Before NodeName in the pod spec was used. Hence, pods with a fixed, pre-set NodeName were never scheduled by the k8sm-scheduler, leading e.g. to a failing e2e intra-pod test. Fixes mesosphere/kubernetes-mesos#388
2015-07-13 16:34:43 +02:00
parent b0d31fb794
commit f59b5f503b
7 changed files with 199 additions and 84 deletions
--- a/contrib/mesos/docs/architecture.md
+++ b/contrib/mesos/docs/architecture.md
@@ -18,6 +18,25 @@ The executor launches the pod/task, which registers the bound pod with the kubel

 ![Architecture Diagram](architecture.png)

+## Scheduling
+
+The scheduling of a pod on Kubernetes on Mesos is essentially a two-phase process:
+
+1. A new pod is noticed by the k8sm-scheduler and possibly matched with a
+   Mesos offer.
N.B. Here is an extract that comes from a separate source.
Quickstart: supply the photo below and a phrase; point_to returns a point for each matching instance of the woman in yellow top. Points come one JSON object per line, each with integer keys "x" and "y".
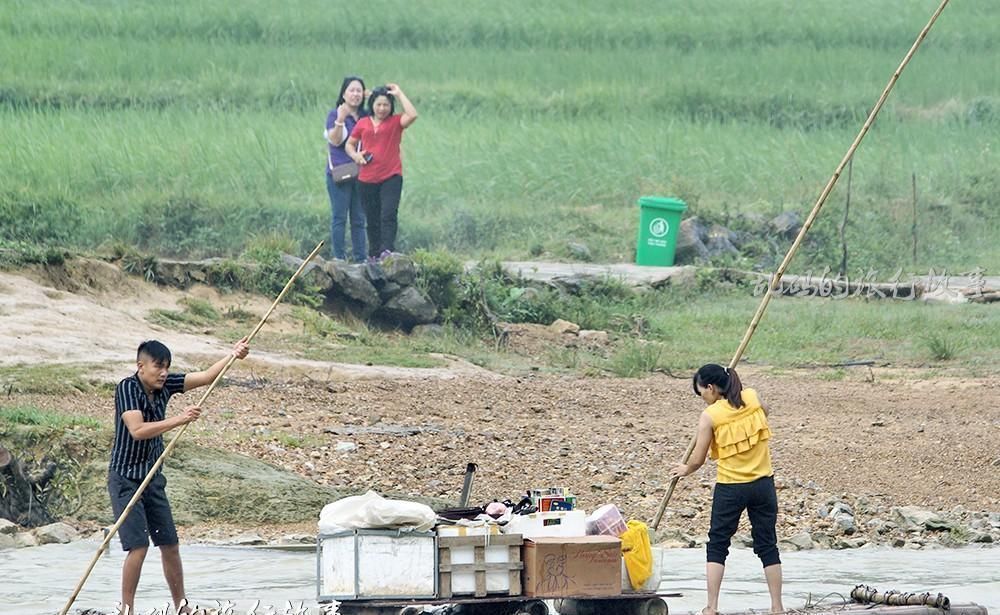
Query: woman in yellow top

Then:
+
+   - The offer is *accepted*,
+   - the pod is *annotated* with a number of annotation, especially `k8s.mesosphere.io/bindingHost`
+   - the pod is *launched* on a Mesos slave.
+
+   The existence of the `bindingHost` annotation tells the k8sm-scheduler that this pod has been launched. If it is not set, the pod is considered *new*.
+
+2. The Mesos slave receives the task launch event and starts (if not running yet) the k8sm-executor (possibly via the km hyperkube binary). Then:
+
+    - The k8sm-executor *binds* the tasks to the node via the apiserver, which means that the `NodeName` field is set by the apiserver.
+    - The k8sm-executor sends the pod to the kubelet which is part of the k8sm-executor process.
+    - The kubelet launches the containers using Docker.
+
 ## Networking

 Kubernetes-Mesos uses "normal" Docker IPv4, host-private networking, rather than Kubernetes' SDN-based networking that assigns an IP per pod. This is mostly transparent to the user, especially when using the service abstraction to access pods. For details on some issues it creates, see [issues][3].